Nessa sexta-feira, os servidores se concentraram em frente ao Paço Municipal, por volta das 9 horas. O prefeito Alexandre Ferreira (PSDB) apareceu rapidamente em uma das janelas da Prefeitura, causando agitação nos servidores, que o vaiaram.
 
Os grevistas caminharam em direção ao Centro até chegarem à Secretária de Educação, no Colégio Champagnat. Na entrada do prédio, os servidores declamaram frases de educadores e filósofos, como Paulo Freire e Mário Sérgio Cortella.
 
Quando passavam em frente a escolas, os servidores entoavam o grito “Vem para rua”, misturado ao som de apitos e tambores. Havia grande participação de profissionais do setor da Educação na passeata. De acordo com o Sindicato, cerca de 80% das escolas pararam, ainda que parcialmente.
 
“Não há valorização do funcionário público, somos sobrecarregados e nosso trabalho não é reconhecido”, disse o inspetor de aluno Rafael Rodrigues de Faria, 26.
 
Na Saúde, três UBSs (Unidades Básicas de Saúde) estão paradas e outras 11 funcionam parcialmente, com 30% dos funcionários. Os números se referem a um balanço parcial feito pelo Sindicato.
 
“Estamos trabalhando com o mínimo para continuar atender a população do melhor modo possível. Na região, o cartão alimentação gira em torno de R$ 500, o nosso está insuficiente”, disse o socorrista do Samu Cairo Brandão, 35.
 
Moradores e comerciantes saíram às portas para observar o movimento. Muitos apoiavam a causa e vibravam com os servidores. “Está bem animado o movimento e não tem atrapalhado o comércio”, disse a proprietária de uma loja de roupas no Centro, Juliana Andrade, 33.
 
Durante o percurso, acompanhado pela Polícia Militar, não houve ocorrência grave.
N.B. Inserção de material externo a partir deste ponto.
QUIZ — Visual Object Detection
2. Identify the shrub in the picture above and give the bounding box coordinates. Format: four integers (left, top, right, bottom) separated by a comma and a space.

Mas, em alguns trechos, motociclistas passaram entre a passeata e foram vaiados pelos servidores. 
 
Reivindicações
Um dos principais pedidos dos servidores é em relação ao valor do cartão alimentação. A solicitação é de R$ 400 para este benefício. No dia 27 de março, o prefeito publicou uma lei concedendo a correção da inflação de 7,68% nos salários e fixando o vale alimentação em R$ 260. Os novos valores serão pagos no dia 6 de abril, de acordo com um comunicado da Prefeitura.
 
A reportagem do Comércio entrou em contato com a assessoria de imprensa da gestão municipal e com o secretário de Recursos Humanos, Humberto Mazza. Foi questionada a possibilidade de negociação com os servidores, porém, não houve retorno até o fechamento desta edição.